Last Saturday, he hosted a “closing house” party at Joe McFadden’s Fly & Tackle Shop to say a fond farewell to the business and, for the last time, welcome a cadre of customers turned friends over the years.
“I’ve been fishing since I was a kid, and on the East Branch [of the Delaware River] since 1953,” McFadden said.
Before he opened up his fly and tackle shop, first in Cochecton and later in Hankins on April 8, 1995, McFadden picked up 180 first place trophies as a professional fly caster.
His awards from the 1960s and 70s include being named the Eastern United States All-Accuracy Champion and the Eastern U.S. All-Fly Champion.
At the age of 16, he was the country’s youngest certified casting instructor with the National Association of Anglers and Casting Clubs (NAACC), a group of competitive tournament-level fly casters.
Before picking up a rod seriously “a long, long time ago”, McFadden spent several years on the rodeo circuit, calf roping around the West with an occasional foray into “a little bit of bull dogging and bull riding.”
“But Mother Mac’s boy wasn’t fast enough on his feet for the bulls,” recalled the rodeo rider turned celebrity fly caster and tyer.
While on the rodeo circuit, McFadden logged more than 100,000 miles a year, but when he was not in the ring parked his rig and went fishing in the pristine waters of Colorado, Montana and Wyoming.

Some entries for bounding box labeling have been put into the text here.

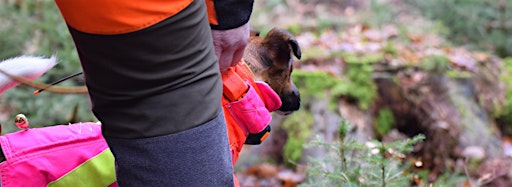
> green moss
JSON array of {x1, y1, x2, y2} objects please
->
[
  {"x1": 420, "y1": 55, "x2": 450, "y2": 73},
  {"x1": 281, "y1": 110, "x2": 314, "y2": 166},
  {"x1": 292, "y1": 70, "x2": 344, "y2": 99},
  {"x1": 342, "y1": 55, "x2": 382, "y2": 110},
  {"x1": 374, "y1": 108, "x2": 395, "y2": 137},
  {"x1": 343, "y1": 53, "x2": 384, "y2": 64}
]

McFadden said that his father taught him how to fish in the grand old tradition of fathers passing down the secret delights of wetting a fly to their sons, but it was a white-haired gentleman named Bill Taylor who took him, the legendary Joan Wulff and John Dieckman – who went on to be named the men’s world professional caster – under his wing. Taylor taught Dieckman, McFadden and Wulff how to tournament cast with the best of the best.
“He could make a fly rod talk,” recalled McFadden of Taylor’s ability to put a polish on a rod.

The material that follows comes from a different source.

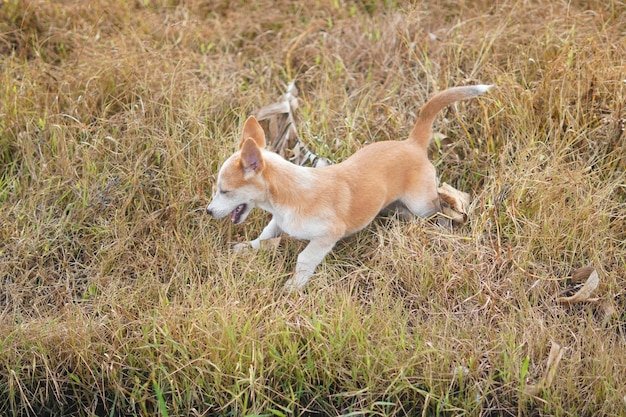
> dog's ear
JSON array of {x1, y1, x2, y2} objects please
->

What is McFadden’s take on the NYC water releases along the Upper Delaware River?
“It stinks,” he said. “We’ve been fighting with the city for a long time… they do not realize what this fishery means to our area, our economy and everything else.
“This is an unbelievable wild trout fishery,” he added. “We’re a hundred miles from New York City and people travel from all over the country to fish it.”

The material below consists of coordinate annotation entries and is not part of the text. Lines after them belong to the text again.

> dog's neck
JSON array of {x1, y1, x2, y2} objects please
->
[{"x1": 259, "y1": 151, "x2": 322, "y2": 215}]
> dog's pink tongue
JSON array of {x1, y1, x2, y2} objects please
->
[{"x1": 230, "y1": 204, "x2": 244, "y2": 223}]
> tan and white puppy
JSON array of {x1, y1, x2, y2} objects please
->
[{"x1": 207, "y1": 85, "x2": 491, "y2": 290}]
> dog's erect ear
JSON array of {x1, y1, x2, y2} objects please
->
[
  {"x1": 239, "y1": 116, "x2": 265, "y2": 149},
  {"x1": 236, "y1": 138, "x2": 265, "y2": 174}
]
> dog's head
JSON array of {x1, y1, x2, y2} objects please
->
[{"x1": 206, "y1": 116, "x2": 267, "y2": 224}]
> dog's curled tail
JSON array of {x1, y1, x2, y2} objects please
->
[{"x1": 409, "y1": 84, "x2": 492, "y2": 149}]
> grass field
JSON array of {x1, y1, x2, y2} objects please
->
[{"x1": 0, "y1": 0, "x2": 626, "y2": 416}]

What about the National Park Service (NPS) presence on the river?
“They have their good points maintaining the river, but at times they can be a pain in the neck,” said McFadden. “They’re sort of ‘police types’… at times they can be overzealous, but in general they do a good job.”
During his love affair with the Upper Delaware, McFadden has served as Delaware River Chairman for the NYS Council of Trout Unlimited (TU), regional vice president and president of the local chapter.
“We’ve practiced catch and release all our lives,” he said of his own brand of fly fishing. “I want to leave a river and a fishery for my grandkids.”
Of the alure of fly fishing, McFadden said, “It’s trying to tie a fly that looks like a bug, and then going out and fooling the fish with it.”
During his career, McFadden has seen a lot of bugs and a lot of fish.
In his first year at Hankins, McFadden figures he tied 1,000 dozen flies that winter.
He used to tie all his own flies, but now Mike Bachkosky, a fly tyer and dog handler of “Rainbow’s End Flies”, a bit further downriver in Callicoon, ties about 1,500 to 1,800 dozen for McFadden every year.
Over the years, McFadden has learned a lot about river insects, and has used that knowledge to refine the Delaware Hendrickson and a fly named after the Isonychia to reflect their colorful adaptation to the local ecosystem.
“We try to match the bug to whatever is out there,” he said. “From Hancock [the confluence of the East and West Branches of the Upper Delaware River] to Hankins, there are seven different kinds of sulphurs, from almost translucent to a bright orange.”
At one point, his fly and tackle shop was the largest R.L. Winston rod dealer in the east, and one of the largest in the U.S.
McFadden’s fly rod, the Delaware Special, is built on a Winston blank to his design.
“I built it strictly for the river so that it would cast and could put up with the wind, and yet you can smaller tip it for smaller flies,” he said.
McFadden said he got tired of running the business seven days a week, and gave it up to “spend more time with my lady, my kids and my cutting horses.”
Does he have any regrets?
“It’s been my life for a long, long time,” McFadden commented. “Now all of a sudden, I’m not going to be going there every day.”